I wouldn’t go as far as Leo Varadkar in his recent contribution to the rural-urban divide, but rural Ireland does tend towards a kind of anger that sees urban dwellers as living like lords while the rest of us survive on crumbs from the national table. ‘That crowd up in Dublin’ are not only doing way better out of everything but they are also the cause of all our problems here in the provinces. ‘That crowd up in Dublin’ is a kind of blanket term to describe urban and suburban dwellers everywhere, and it all came to a head on our streets recently when a loose collection of farmers and contractors decided to stick it to ‘that crowd,’ all for some vague purpose that included cheaper diesel.
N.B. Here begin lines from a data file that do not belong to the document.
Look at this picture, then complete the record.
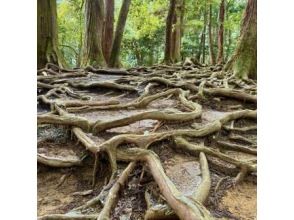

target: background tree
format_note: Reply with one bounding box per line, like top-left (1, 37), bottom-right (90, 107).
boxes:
top-left (37, 0), bottom-right (65, 69)
top-left (225, 0), bottom-right (257, 79)
top-left (197, 0), bottom-right (207, 63)
top-left (171, 0), bottom-right (185, 63)
top-left (57, 0), bottom-right (85, 67)
top-left (109, 0), bottom-right (131, 67)
top-left (208, 2), bottom-right (215, 65)
top-left (102, 0), bottom-right (114, 63)
top-left (81, 0), bottom-right (106, 67)
top-left (217, 0), bottom-right (225, 64)
top-left (164, 0), bottom-right (176, 64)
top-left (57, 0), bottom-right (247, 68)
But do ‘that crowd’ get away with everything while ‘poor me’ labours around the clock, earning a bit less than nothing on a good day? Is there a fairness of reward for effort, or do the people who do all the work get nothing while ‘that crowd’ sit in offices and do nothing?
In truth, that perception might be wrong; if anything, ‘that crowd’ are paying a lot of our bills. In fact, we might be a lot smarter if we kept our heads down and just gathered in the money they throw at us.
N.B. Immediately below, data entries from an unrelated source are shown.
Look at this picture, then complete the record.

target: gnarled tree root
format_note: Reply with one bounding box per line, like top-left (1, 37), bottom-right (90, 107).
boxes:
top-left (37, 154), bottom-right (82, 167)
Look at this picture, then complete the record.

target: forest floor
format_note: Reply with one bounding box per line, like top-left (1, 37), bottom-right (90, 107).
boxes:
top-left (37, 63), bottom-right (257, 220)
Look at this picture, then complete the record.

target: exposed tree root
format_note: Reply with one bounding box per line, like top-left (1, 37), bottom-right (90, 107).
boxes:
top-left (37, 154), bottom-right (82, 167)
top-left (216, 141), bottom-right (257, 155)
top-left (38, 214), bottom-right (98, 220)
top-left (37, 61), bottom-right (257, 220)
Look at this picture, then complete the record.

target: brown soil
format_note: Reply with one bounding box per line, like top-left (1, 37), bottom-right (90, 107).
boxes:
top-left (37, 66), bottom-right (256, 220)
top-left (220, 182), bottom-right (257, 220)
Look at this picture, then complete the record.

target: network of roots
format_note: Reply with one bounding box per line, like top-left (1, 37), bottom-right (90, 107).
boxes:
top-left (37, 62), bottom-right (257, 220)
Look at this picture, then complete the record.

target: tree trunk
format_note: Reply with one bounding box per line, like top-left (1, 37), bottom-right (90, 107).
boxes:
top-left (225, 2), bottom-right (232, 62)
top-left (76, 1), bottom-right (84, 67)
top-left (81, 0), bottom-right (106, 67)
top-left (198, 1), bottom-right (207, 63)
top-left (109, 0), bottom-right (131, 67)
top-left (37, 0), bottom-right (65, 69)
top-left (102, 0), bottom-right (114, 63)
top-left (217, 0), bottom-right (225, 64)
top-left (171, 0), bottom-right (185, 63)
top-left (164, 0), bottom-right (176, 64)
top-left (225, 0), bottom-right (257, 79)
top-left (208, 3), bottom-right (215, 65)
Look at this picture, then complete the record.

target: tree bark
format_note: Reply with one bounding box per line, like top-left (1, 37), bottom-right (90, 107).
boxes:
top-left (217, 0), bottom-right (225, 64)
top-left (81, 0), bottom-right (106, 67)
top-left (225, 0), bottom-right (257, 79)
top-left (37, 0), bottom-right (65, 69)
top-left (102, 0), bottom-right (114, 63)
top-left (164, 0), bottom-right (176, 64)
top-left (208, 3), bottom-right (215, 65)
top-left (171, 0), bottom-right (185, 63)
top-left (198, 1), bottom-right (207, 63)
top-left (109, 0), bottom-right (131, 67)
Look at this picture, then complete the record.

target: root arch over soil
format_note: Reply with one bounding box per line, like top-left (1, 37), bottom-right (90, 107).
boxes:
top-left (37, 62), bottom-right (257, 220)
It’s worth looking at the figures, they give a clearer picture, showing that Dublin people generate average taxes of around €30,000 per capita each year. In Roscommon we contribute almost €4,000 per head, the second lowest in Ireland, just ahead of Longford. So we have to get money from somewhere, and the obvious place is from ‘that crowd.’ Farming is a minority sport nowadays with farmers now comprising only four percent of the workforce even when you include farm workers, but farmers and rural dwellers do disproportionately well from the public purse.
The counties with higher property values pay higher property taxes, and 20% of this is distributed to the counties with the lowest tax take. So the double-mortgage family in Dublin with a balcony for an outside space is subsidising a mansion on an acre of lawns in Roscommon.
If you start to look at it like that, you realise the recent protest has done us no favours at all. It has deepened the division between urban and rural Ireland, and if the sleeping giant that is ‘that crowd’ wakes up, the only outcome for us will be pressure to pay our share and stop waving the begging bowl. Electoral support for the CAP, for instance, might dissipate.
If the aim of the people behind the protests was to create division and unrest, they have succeeded. If ‘that crowd’ start to ask hard questions, we may be the ultimate losers.